No need to get dressed – United States savings bonds can be purchased online through TreasuryDirect, a Bureau of the Public Debt Web site.
For folks interested in adding to their investment portfolios or for those who want to save for their child’s education or for retirement, U.S. savings bonds are a safe purchase.
The U.S. Department of the Treasury’s Bureau of the Public Debt established the Web site www.TreasuryDirect.gov in October 2002, said Steve Meyerhardt, a spokesman for the bureau. Since then, thousands of U.S. citizens have set up online savings accounts with the government.
“We have over 300,000 accounts that have been established to date,” Meyerhardt said. Between 2,500 and 5,000 new accounts are established each week, he said.
TreasuryDirect only offered series I bonds in the first months of the Web site and added EE bonds less than a year later.
I bonds and EE bonds earn interest in different ways, but Meyerhardt said he did not feel one was preferable to another. There is no direct link between inflation and EE bonds, he said. I bonds may be purchased at face value ($300 is spent on $300 in savings bonds) through TreasuryDirect and the minimum purchase is $25.

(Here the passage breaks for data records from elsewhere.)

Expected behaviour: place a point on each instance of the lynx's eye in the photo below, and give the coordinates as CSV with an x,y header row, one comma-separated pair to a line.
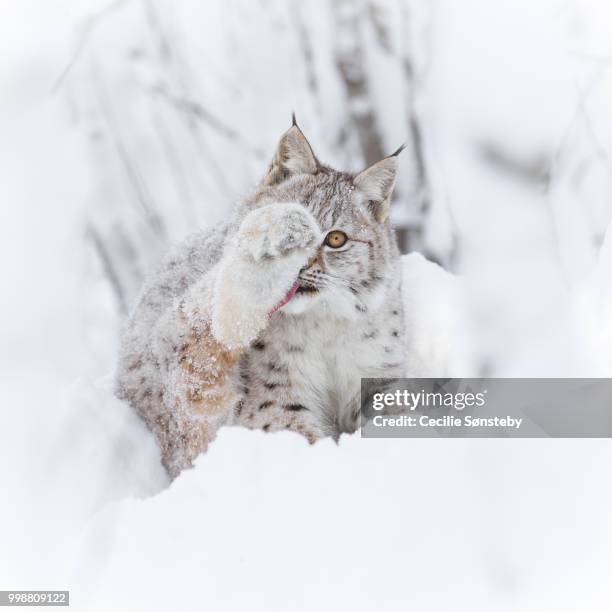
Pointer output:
x,y
335,239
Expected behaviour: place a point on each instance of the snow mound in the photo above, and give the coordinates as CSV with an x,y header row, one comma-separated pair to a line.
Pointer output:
x,y
437,323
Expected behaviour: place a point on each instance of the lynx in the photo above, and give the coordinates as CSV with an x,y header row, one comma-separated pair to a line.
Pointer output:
x,y
271,320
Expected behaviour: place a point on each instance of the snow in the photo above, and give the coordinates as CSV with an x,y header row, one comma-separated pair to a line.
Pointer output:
x,y
514,101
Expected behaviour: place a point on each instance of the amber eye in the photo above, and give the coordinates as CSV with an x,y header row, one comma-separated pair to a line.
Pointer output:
x,y
335,239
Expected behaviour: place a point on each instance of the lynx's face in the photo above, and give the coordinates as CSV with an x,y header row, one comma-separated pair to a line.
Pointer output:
x,y
348,272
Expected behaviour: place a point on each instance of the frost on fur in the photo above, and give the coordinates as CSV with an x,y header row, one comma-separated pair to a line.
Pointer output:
x,y
260,265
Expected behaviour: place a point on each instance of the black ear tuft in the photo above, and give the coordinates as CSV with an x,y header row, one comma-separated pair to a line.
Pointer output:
x,y
293,156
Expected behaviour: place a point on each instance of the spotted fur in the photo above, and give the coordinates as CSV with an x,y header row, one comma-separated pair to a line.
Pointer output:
x,y
189,366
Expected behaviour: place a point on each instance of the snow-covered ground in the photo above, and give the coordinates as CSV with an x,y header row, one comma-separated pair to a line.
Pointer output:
x,y
514,99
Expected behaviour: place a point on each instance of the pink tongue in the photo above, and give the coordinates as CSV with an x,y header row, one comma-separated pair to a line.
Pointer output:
x,y
288,297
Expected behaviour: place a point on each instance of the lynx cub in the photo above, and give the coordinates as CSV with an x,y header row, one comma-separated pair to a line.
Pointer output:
x,y
270,321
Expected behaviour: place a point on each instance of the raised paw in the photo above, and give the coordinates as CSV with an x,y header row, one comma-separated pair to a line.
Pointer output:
x,y
276,230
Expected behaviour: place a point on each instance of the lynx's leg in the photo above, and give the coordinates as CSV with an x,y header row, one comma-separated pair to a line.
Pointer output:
x,y
220,316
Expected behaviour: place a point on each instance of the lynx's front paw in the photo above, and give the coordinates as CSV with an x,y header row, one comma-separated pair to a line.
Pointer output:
x,y
258,271
276,230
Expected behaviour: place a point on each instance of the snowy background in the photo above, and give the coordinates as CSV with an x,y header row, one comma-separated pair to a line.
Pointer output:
x,y
126,124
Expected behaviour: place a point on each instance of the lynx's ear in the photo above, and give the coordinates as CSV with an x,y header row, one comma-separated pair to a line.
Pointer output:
x,y
376,184
293,156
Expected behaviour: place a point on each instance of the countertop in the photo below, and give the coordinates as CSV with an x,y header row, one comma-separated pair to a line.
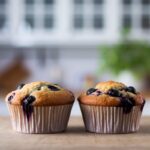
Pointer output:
x,y
74,138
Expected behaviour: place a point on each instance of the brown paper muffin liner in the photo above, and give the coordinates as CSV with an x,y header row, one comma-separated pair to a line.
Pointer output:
x,y
101,119
43,119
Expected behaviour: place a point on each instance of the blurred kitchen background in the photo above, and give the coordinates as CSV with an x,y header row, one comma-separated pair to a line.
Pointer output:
x,y
74,43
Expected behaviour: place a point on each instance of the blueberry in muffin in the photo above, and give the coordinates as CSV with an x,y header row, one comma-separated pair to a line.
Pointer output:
x,y
112,101
30,102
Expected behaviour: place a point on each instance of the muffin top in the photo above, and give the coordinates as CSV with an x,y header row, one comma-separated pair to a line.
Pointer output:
x,y
40,94
112,93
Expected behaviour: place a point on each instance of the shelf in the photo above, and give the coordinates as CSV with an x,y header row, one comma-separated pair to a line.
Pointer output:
x,y
74,138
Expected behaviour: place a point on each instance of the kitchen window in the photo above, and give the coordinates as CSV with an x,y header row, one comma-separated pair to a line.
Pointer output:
x,y
88,14
39,14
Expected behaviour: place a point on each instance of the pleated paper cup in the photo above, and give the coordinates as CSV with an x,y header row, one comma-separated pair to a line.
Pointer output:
x,y
43,119
100,119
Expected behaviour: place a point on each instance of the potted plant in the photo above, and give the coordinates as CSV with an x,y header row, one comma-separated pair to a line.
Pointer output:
x,y
129,55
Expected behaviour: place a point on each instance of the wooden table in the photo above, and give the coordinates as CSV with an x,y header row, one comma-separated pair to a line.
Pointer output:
x,y
75,138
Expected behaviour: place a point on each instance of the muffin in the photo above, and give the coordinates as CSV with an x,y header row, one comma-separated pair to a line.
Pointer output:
x,y
39,107
111,107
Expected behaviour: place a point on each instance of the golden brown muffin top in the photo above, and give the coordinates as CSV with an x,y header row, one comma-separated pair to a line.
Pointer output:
x,y
112,93
40,94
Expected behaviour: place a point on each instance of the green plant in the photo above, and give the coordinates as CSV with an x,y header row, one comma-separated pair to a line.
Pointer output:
x,y
126,55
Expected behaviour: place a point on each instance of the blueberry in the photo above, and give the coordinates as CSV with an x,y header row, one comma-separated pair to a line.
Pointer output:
x,y
53,88
27,107
90,91
127,104
98,93
113,92
10,98
20,86
131,89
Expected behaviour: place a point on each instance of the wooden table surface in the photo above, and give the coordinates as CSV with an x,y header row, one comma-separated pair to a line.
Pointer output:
x,y
74,138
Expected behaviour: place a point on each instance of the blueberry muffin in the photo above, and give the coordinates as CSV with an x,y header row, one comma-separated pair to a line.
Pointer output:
x,y
40,107
111,107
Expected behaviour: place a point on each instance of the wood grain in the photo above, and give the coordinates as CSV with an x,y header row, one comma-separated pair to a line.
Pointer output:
x,y
74,138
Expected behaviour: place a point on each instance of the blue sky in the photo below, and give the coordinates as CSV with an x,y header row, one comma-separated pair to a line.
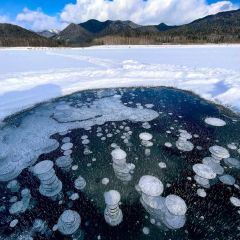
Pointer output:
x,y
40,14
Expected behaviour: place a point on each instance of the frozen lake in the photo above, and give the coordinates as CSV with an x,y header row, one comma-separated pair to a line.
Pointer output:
x,y
30,76
162,132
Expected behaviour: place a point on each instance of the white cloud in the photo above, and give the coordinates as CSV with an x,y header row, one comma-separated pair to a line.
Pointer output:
x,y
143,12
37,20
4,19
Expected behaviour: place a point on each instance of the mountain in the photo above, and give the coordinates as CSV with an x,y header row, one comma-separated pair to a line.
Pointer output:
x,y
219,28
48,33
223,27
74,34
12,36
163,27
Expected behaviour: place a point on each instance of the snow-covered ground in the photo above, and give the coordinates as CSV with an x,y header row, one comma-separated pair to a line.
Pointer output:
x,y
32,75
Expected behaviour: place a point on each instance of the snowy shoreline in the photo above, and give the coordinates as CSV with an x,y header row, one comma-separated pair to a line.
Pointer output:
x,y
32,75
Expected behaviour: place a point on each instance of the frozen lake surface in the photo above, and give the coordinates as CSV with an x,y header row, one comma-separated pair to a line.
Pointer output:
x,y
170,159
30,76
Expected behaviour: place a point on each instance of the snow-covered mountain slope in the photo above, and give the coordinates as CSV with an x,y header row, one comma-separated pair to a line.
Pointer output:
x,y
29,76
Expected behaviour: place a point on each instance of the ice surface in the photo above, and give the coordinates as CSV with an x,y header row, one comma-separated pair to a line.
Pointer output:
x,y
232,162
216,167
210,71
145,136
69,222
235,201
176,205
36,129
215,122
219,152
204,171
227,179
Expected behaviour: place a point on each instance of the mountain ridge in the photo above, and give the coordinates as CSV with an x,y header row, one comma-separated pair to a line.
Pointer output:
x,y
223,27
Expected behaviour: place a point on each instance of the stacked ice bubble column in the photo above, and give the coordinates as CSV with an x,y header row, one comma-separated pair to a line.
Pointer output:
x,y
80,183
13,186
22,205
145,141
112,213
211,166
183,143
64,163
69,223
9,171
168,212
120,166
40,227
219,153
50,185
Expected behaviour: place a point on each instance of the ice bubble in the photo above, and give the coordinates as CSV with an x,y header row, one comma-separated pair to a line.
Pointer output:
x,y
84,137
64,162
232,162
184,145
118,155
67,152
75,167
112,213
50,185
66,140
66,146
13,186
232,146
150,185
145,136
74,196
235,201
204,171
201,193
174,221
69,222
112,197
217,122
13,199
168,144
13,223
146,230
216,167
85,141
201,181
114,145
105,181
162,165
185,135
80,183
227,179
146,125
9,171
40,226
16,208
176,205
219,152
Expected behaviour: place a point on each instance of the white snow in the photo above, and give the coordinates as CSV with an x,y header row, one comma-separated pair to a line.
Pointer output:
x,y
32,75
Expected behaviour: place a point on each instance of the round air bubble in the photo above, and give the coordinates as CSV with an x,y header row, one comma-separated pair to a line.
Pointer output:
x,y
176,205
151,185
204,171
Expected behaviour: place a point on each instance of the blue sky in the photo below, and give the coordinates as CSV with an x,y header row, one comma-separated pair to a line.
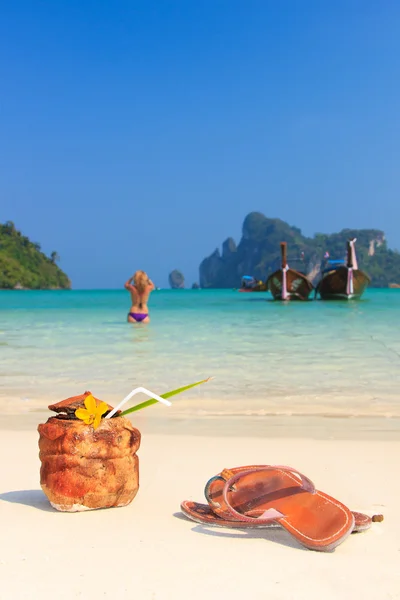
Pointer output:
x,y
140,134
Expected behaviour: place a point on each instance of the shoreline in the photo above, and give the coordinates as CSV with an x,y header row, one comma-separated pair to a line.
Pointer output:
x,y
278,426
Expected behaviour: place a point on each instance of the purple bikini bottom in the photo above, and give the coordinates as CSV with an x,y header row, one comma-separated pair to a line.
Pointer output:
x,y
138,316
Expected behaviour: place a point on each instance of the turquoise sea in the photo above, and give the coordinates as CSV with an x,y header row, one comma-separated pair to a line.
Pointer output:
x,y
316,358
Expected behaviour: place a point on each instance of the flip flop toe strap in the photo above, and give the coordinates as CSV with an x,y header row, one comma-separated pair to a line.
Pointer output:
x,y
271,514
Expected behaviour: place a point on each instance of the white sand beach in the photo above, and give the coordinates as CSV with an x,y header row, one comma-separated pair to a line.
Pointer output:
x,y
149,551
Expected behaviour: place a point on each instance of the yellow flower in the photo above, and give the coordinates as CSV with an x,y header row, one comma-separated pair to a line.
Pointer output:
x,y
91,415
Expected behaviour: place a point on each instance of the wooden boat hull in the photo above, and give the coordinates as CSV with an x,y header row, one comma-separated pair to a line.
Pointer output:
x,y
343,283
298,287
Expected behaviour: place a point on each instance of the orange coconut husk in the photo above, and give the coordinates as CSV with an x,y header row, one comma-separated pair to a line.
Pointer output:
x,y
83,468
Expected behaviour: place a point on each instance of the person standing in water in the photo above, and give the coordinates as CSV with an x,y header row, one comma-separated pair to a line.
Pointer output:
x,y
140,292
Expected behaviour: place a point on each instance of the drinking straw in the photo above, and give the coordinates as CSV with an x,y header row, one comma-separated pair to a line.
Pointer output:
x,y
133,393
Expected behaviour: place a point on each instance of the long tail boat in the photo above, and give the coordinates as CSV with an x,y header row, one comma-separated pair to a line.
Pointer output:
x,y
343,281
288,284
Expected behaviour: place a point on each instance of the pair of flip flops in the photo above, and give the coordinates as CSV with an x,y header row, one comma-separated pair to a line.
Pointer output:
x,y
262,496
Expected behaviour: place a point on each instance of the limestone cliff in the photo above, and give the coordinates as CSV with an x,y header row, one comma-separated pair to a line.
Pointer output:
x,y
258,253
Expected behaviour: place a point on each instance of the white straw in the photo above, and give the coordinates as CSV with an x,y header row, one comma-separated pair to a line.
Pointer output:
x,y
133,393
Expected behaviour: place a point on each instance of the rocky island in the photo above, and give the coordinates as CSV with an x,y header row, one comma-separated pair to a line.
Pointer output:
x,y
258,253
24,266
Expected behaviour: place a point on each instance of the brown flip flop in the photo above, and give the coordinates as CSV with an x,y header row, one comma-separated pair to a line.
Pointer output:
x,y
261,496
204,515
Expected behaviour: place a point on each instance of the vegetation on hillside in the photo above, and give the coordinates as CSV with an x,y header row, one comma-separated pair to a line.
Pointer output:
x,y
23,265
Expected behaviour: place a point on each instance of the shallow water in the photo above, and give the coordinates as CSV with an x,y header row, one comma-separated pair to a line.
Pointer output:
x,y
315,358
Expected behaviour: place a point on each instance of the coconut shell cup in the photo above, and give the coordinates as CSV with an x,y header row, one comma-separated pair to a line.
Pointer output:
x,y
83,468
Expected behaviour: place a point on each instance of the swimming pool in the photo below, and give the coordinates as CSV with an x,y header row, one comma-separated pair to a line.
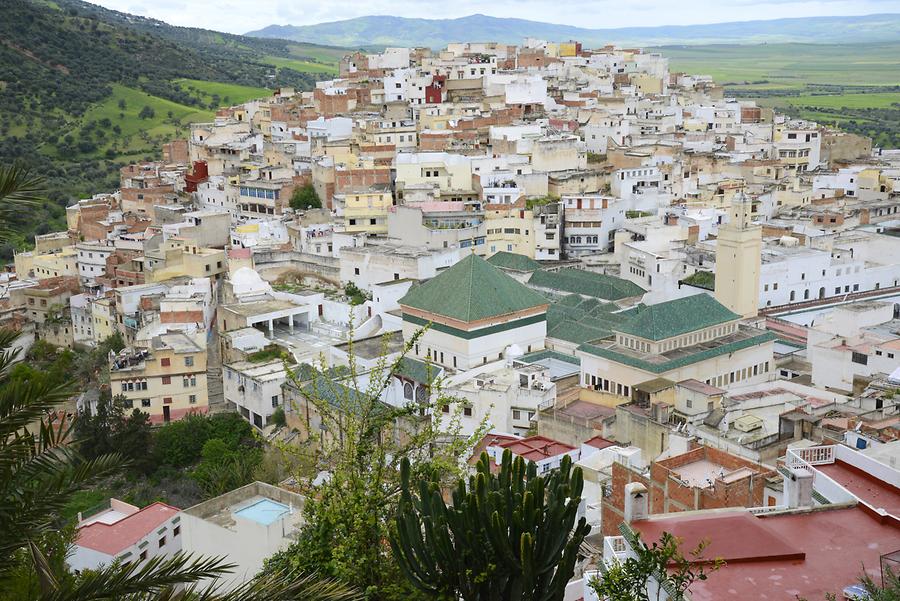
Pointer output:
x,y
264,511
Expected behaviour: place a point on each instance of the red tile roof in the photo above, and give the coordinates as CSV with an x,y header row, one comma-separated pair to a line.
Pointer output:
x,y
114,538
805,554
537,448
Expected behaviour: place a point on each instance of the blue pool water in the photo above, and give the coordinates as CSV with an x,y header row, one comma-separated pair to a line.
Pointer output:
x,y
264,511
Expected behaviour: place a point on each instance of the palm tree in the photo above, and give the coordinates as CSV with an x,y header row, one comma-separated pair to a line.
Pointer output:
x,y
19,191
40,471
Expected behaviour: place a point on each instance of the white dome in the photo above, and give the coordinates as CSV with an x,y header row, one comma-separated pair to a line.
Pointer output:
x,y
247,281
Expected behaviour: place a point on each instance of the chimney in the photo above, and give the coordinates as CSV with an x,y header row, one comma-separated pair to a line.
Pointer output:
x,y
798,488
637,501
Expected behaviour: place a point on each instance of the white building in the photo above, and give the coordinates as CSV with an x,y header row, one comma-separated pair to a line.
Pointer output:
x,y
254,389
122,532
248,524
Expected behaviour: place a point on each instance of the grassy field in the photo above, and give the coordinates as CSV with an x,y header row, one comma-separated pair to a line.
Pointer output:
x,y
322,54
116,129
876,100
303,66
135,135
229,94
789,66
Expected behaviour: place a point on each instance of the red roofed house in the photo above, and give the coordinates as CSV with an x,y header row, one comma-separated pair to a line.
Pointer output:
x,y
124,532
545,452
840,519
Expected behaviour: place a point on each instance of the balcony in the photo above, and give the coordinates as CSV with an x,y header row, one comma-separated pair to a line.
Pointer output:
x,y
615,550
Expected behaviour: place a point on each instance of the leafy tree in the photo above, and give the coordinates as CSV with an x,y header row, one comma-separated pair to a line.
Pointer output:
x,y
511,535
360,443
652,570
305,197
39,474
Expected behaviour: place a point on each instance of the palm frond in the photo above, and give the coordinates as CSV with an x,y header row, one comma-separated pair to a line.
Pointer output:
x,y
19,188
149,578
19,191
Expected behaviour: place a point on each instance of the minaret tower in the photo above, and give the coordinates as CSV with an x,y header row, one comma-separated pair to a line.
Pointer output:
x,y
738,258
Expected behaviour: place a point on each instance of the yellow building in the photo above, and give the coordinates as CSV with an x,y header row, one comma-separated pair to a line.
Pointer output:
x,y
509,229
60,263
175,258
568,49
364,211
103,316
166,381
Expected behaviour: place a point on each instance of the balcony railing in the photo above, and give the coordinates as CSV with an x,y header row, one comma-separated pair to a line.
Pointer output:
x,y
615,550
822,455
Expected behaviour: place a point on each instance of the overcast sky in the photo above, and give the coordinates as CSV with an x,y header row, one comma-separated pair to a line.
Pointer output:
x,y
240,16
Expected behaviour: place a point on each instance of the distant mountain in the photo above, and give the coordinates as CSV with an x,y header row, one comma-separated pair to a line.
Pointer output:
x,y
436,33
74,77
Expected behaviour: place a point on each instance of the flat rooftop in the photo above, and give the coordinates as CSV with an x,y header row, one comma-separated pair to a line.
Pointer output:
x,y
375,346
872,491
703,473
780,556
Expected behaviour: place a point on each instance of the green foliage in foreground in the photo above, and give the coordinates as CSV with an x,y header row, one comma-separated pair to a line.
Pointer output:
x,y
40,473
511,535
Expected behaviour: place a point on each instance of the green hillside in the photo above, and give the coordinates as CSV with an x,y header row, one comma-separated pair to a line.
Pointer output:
x,y
84,90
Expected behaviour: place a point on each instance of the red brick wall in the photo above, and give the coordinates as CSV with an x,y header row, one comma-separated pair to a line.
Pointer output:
x,y
181,317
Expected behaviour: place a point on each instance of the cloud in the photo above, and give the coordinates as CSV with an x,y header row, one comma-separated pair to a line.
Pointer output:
x,y
238,16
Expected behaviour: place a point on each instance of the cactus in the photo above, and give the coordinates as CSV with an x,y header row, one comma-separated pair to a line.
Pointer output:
x,y
510,535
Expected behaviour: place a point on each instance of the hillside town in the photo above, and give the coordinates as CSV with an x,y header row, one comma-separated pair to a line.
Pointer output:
x,y
693,298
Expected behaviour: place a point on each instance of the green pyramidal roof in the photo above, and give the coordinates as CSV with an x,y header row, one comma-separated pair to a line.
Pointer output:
x,y
676,317
472,290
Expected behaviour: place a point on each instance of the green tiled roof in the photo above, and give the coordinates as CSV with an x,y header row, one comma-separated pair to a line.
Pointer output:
x,y
577,319
676,317
472,290
419,371
513,261
585,283
658,368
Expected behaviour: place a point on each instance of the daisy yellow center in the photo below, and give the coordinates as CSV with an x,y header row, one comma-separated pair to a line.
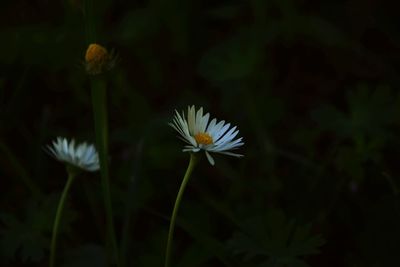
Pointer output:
x,y
203,138
96,53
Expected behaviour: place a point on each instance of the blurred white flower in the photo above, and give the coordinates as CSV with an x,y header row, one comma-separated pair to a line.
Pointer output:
x,y
83,156
200,134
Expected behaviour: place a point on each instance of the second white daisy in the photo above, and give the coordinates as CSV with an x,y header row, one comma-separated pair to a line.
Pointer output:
x,y
201,134
83,156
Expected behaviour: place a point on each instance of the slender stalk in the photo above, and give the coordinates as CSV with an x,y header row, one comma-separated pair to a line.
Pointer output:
x,y
60,208
185,180
20,170
98,88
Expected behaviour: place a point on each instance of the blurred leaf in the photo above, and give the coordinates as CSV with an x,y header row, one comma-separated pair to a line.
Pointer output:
x,y
233,59
29,238
86,255
137,25
275,237
225,12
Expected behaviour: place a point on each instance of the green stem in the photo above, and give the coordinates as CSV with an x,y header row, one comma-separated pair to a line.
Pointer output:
x,y
60,208
98,87
185,180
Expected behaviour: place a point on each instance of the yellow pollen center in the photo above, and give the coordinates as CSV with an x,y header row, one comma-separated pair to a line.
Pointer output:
x,y
203,138
96,53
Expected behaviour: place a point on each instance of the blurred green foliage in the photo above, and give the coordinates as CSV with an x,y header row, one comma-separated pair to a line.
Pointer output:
x,y
312,86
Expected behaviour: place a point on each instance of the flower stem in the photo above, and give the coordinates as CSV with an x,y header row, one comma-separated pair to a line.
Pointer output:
x,y
185,180
60,208
101,129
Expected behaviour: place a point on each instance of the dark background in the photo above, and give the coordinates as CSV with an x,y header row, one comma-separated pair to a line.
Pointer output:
x,y
312,86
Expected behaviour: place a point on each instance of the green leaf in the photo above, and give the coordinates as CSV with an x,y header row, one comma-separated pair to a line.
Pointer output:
x,y
233,59
276,238
28,238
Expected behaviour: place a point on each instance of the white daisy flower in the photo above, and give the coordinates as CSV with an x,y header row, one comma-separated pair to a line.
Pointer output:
x,y
200,134
83,156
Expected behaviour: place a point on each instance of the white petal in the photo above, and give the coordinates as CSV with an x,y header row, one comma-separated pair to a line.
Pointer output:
x,y
210,158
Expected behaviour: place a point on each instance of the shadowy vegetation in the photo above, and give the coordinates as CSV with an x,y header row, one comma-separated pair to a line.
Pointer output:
x,y
312,86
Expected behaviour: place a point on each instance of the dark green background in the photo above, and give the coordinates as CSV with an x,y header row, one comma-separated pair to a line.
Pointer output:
x,y
312,86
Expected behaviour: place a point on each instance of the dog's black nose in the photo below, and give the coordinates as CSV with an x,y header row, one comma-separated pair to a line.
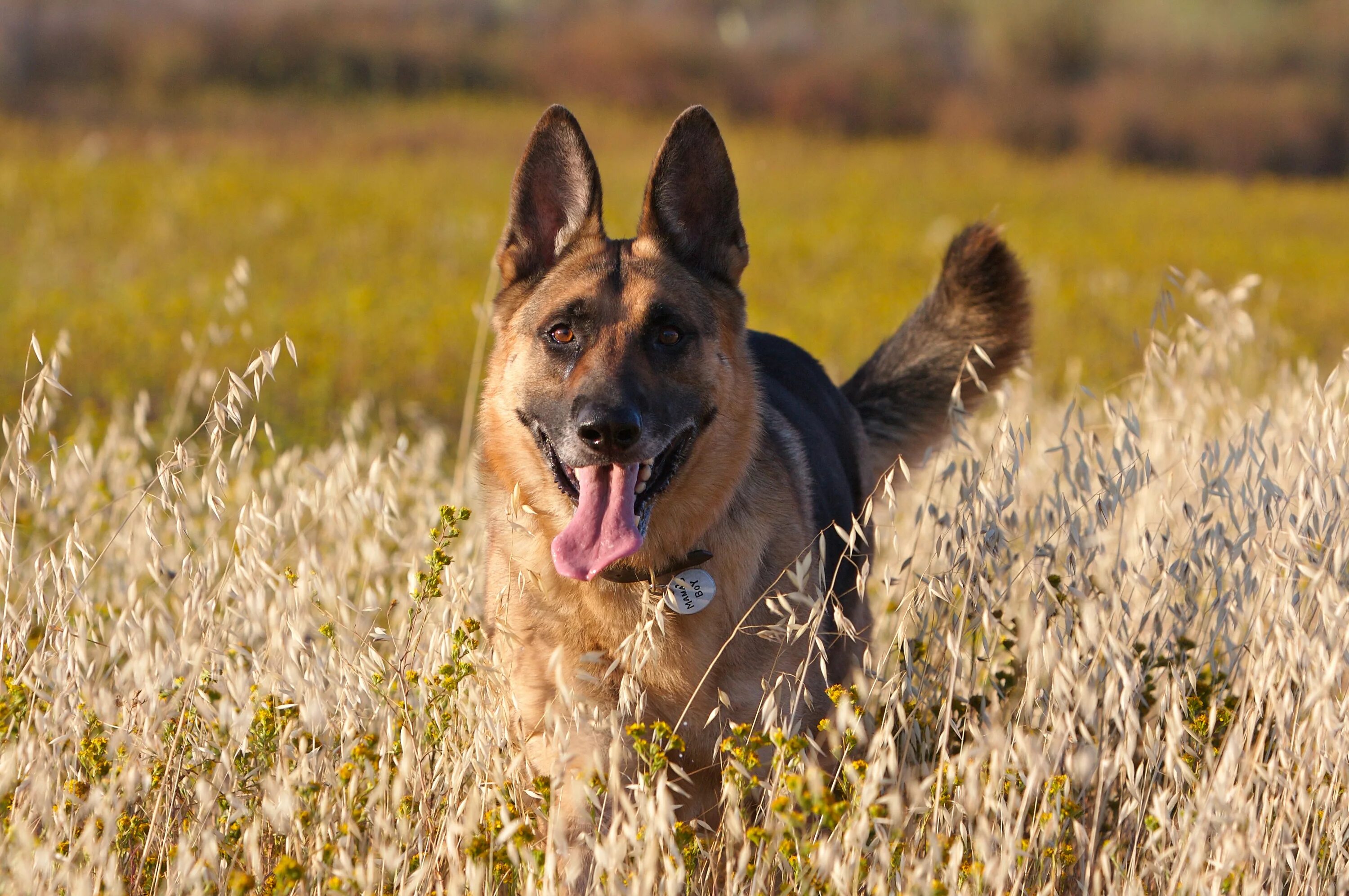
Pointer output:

I bonds accrue interest on a monthly basis and the current interest rate is 3.67 percent through the month of April.
Series EE bonds offered through TreasuryDirect also earn interest on a monthly basis. However, one crucial difference between paper EE bonds and those purchased online is that, unlike the paper version, online EE bonds are also sold at face value.
The current interest rate for EE bonds is 3.25 percent through April.
Buying U.S. savings bonds is a conservative way to invest for the future, said Tim Mason, vice president for the western division of AXA Advisors.
“Someone who is more conservative, there is definitely a place for bonds in their portfolio,” Mason said. However, even low-risk investing can lead to problems, he said. “It’s a challenging time for bonds right now because of interest rates,” he said. “A lot of people associate a bond with no risk.” This is not always the case. As interest rates go down, the values of bonds increase, Mason said.
EE bonds and I bonds earn interest in different ways.
Interest earnings for EE bonds are calculated as 90 percent of six-month averages of five-year Treasury Securities market yields, according to TreasuryDirect. The interest earned on I bonds is determined by combining a semiannual inflation rate based on the consumer price index and a fixed rate of return.
I bonds guarantee an interest rate 1 percent above the rate of inflation, Meyerhardt said. “For most of the time we’ve offered both securities, the I bond has been more popular,” he said.
“There’s a gazillion financial products on the marketplace,” Mason said. “Everybody has a different situation and you really have to do your due diligence and your research.”
Mason works with his clients on an individual basis to determine which products will help them the most in the long run. A lot of the folks who meet with Mason are focused on how to access revenue streams from assets accumulated over time, he said.
Managing retirement income streams is a focus at the moment because about 2,000 people are turning age 50 every day, he said.
Life expectancy is greater than ever before, so planning for retirement tends to assume a greater sense of importance for many. “People are living into their 90s now,” Mason said.
With U.S. savings bonds, either EE or I, people can save as little or as much as they’d like. Well, to an extent. People can purchase a maximum of $30,000 per year in EE bonds and $30,000 per year in I bonds – for an annual maximum online purchase of $60,000.
It is possible to have linked accounts, so minor children can be included on an account with a parent or guardian, Meyerhardt said.
To open an account log on to www.TreasuryDirect.gov, follow the directions and e-mail the necessary information to the Bureau of the Public Debt. “Once we receive the information that’s required it only takes about a couple of minutes to get an account started,” Meyerhardt said.
Account holders can access their information online 24 hours a day, seven days a week.
At the end of the day, folks who buy savings bonds know their money is in a safe place. “Government bonds are backed by the full faith and credit of the government’s ability to tax,” Mason said.